Why This Playbook?

RAG is often described as retrieve then generate, but production reliability requires explicit grounding policies and measurable abstention behavior. This playbook focuses on those engineering contracts.

Repos:

Concept Primer: What Is RAG?

RAG combines retrieval and generation:

  1. Retrieve relevant chunks from local knowledge.
  2. Generate an answer constrained by retrieved context.

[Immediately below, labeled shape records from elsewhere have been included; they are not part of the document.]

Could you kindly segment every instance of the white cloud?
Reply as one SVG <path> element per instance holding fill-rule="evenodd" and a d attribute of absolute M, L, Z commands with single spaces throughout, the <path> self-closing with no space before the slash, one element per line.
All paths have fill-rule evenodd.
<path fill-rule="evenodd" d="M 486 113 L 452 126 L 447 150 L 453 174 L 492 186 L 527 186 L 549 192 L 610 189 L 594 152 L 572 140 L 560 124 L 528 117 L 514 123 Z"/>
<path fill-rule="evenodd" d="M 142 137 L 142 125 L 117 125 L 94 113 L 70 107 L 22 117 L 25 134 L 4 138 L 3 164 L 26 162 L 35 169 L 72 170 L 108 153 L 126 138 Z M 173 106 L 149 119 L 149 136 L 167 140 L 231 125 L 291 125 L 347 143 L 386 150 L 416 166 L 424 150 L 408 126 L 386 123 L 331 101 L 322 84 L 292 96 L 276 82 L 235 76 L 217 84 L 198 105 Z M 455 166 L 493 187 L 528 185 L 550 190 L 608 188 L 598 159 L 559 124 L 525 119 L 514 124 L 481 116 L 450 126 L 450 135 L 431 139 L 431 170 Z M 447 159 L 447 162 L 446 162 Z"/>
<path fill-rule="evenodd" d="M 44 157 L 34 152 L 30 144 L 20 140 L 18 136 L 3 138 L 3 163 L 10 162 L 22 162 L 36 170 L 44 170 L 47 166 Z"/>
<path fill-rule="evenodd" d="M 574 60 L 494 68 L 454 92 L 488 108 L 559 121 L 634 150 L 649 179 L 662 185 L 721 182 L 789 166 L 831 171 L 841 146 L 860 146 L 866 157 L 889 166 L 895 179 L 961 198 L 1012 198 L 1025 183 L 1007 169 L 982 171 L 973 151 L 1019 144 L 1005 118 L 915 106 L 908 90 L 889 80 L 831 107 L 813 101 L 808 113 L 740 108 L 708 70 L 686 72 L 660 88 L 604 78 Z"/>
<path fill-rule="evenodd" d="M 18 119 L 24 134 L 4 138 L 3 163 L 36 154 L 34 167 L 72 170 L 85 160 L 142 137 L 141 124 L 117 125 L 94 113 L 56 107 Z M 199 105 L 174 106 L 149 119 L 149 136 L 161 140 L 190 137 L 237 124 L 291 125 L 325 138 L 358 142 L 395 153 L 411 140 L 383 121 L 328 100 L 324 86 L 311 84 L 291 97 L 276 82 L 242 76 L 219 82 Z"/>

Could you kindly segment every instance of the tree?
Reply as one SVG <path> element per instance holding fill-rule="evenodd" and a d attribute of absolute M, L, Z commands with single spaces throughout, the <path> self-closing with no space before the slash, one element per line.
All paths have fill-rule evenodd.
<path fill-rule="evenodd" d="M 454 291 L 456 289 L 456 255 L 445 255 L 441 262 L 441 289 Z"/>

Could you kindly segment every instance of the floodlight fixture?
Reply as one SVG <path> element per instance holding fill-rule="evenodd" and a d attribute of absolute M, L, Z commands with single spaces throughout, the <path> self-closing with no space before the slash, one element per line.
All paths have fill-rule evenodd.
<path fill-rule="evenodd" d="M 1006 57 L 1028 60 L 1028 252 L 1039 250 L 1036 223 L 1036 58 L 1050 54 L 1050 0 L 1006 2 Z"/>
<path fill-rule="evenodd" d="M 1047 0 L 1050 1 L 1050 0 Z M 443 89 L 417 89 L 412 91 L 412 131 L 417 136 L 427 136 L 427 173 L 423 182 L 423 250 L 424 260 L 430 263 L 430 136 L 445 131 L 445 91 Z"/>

This lowers hallucination risk compared to prompt-only generation.

Broader RAG Use Cases

  • Enterprise policy/compliance assistants.
  • Internal engineering/support knowledge assistants.
  • Product/API documentation Q&A.
  • Customer support copilots grounded on approved KB content.

Demo scope in this repo:

  • Policy-style Q&A focused on grounding, abstention, and citation validation.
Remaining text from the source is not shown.